There ends not only the gospel lesson for today but there ends the entire Gospel according to Mark. It ends with three words: They were afraid. And why not? An empty tomb by itself doesn’t tell you much.

Forty days ago, the world Paula and I had known was shattered. I’ll never forget that day. It was the last day of February. It was cold, dark and rainy. It felt like the end of the world. And it was. The world we had known for 35 years was over.

Little did we know that it was also the beginning of a new world. Little did we know that morning would break—again—like the first morning born of the sunlight Eden saw play—God’s re-creation of a new day.

No, it wasn’t the world we wanted—not in a million years. But, then, none of us get the world we want. We do, however, often get the world we need.

At the moment our son’s future is foreboding but not without hope. In case you hadn’t heard, you have to go through Good Friday to get to Easter. And neither, by the way, is over and done on a single day with only one day in between. Our own “Good Fridays” and “Easters” may take a while.

Resurrection, as it turns out, is not much different than Creation. Resurrection like Creation is a gift of the mothering Spirit, a gift not of our own making. She broods over chaos and calls forth beauty, light of darkness, life out of death—time and time again. Why? Because God is love and love never ends.

It true: love never ends.

But faith does.

When the night is long and fears arise to haunt us, it’s easy to forget that love never ends. At times it’s hard to believe. It just is. It was getting hard for me to believe that love never ends.

And then, this past Wednesday afternoon, right in the middle of Holy Week, three ordinary but practical things came forth—surprises really—but each made the present far more bearable and the future far less grim. An empty tomb doesn’t tell you much; but those three things given in love were saying something I couldn’t quite hear.

And then that night out of the blue I heard a song.

When the rain is blowing in your face

And the whole world is on your case

I will offer you a warm embrace

To make you feel my love

That song was written long ago for someone else but this week it was meant for us—and perhaps someone else sitting here this morning. Life is hard, sometimes very, very hard. But something else is true: grace abounds—sometimes in a Bob Dylan song sung by Adele on a television show.

If you’ve lived more than 12 years on this planet, you know there are times when all you want to do is crawl in a hole, curl up and die. I know many of you have been in that hole; some more than once.

Sometimes it feels like the only safe place to be after you or your world has been crucified. I for one would understand if you never ever wanted to leave that hole.

But let me tell you this: sooner or later the Beloved Christ will find you. Love will roll the stone away.

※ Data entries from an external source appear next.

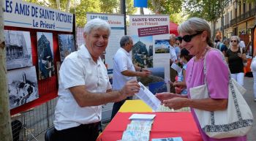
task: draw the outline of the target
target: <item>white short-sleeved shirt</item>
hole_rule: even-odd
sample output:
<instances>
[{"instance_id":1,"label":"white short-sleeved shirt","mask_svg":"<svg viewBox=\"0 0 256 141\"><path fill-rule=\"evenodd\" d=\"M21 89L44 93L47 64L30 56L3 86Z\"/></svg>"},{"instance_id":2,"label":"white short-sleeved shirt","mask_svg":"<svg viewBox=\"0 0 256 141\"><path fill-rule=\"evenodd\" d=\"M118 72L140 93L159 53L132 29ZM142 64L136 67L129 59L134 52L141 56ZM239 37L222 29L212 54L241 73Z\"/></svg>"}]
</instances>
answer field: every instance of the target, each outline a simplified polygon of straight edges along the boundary
<instances>
[{"instance_id":1,"label":"white short-sleeved shirt","mask_svg":"<svg viewBox=\"0 0 256 141\"><path fill-rule=\"evenodd\" d=\"M125 70L135 72L135 68L130 53L122 47L117 50L113 61L113 89L120 90L128 80L136 80L136 77L127 77L121 72Z\"/></svg>"},{"instance_id":2,"label":"white short-sleeved shirt","mask_svg":"<svg viewBox=\"0 0 256 141\"><path fill-rule=\"evenodd\" d=\"M83 45L80 50L66 57L59 70L59 99L53 121L62 130L101 121L102 106L80 107L69 88L86 85L91 93L105 93L111 88L105 66L100 58L93 61Z\"/></svg>"},{"instance_id":3,"label":"white short-sleeved shirt","mask_svg":"<svg viewBox=\"0 0 256 141\"><path fill-rule=\"evenodd\" d=\"M176 60L177 60L177 55L175 52L175 47L173 47L171 45L170 45L170 59L172 61L175 61Z\"/></svg>"}]
</instances>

When the evening shadows and the stars appear

And there is no one there to dry your tears

I could hold you for a million years

To make you feel my love

I know you haven’t made your mind up yet

But I would never do you wrong

I’ve known it from the moment that we met

No doubt in my mind where you belong

Stay in there, if you must, says the Beloved. I know you haven’t made your mind up yet. But I just want you to know where you belong. So if you can, come take my hand and walk this road with me.

I know, says the Beloved. I know it’s not the world we wanted. It’s thirsty, it’s hungry, it’s broken, it’s hurting, it’s lost, scared and guilty but it’s the only world we have and it needs to be loved. It’s felt enough condemnation. It needs to feel our love.

I’d go hungry, I’d go black and blue

I’d go crawling down the avenue

There’s nothing that I wouldn’t do

To make you feel my love

The storms are raging on the rollin’ sea

And on the highway of regret

The winds of change are blowing wild and free

You ain’t seen nothing like me yet

I could make you happy,
make your dreams come true

Nothing that I wouldn’t do

Go to the ends of the earth for you

To make you feel my love

And that’s what we felt out of the blue this past Wednesday night just a few days before Easter. I’m pretty sure there’s a lot more to the Resurrection of Jesus than that but there’s at least that much. And for now I’m taking it. And you’re welcome to take it, too.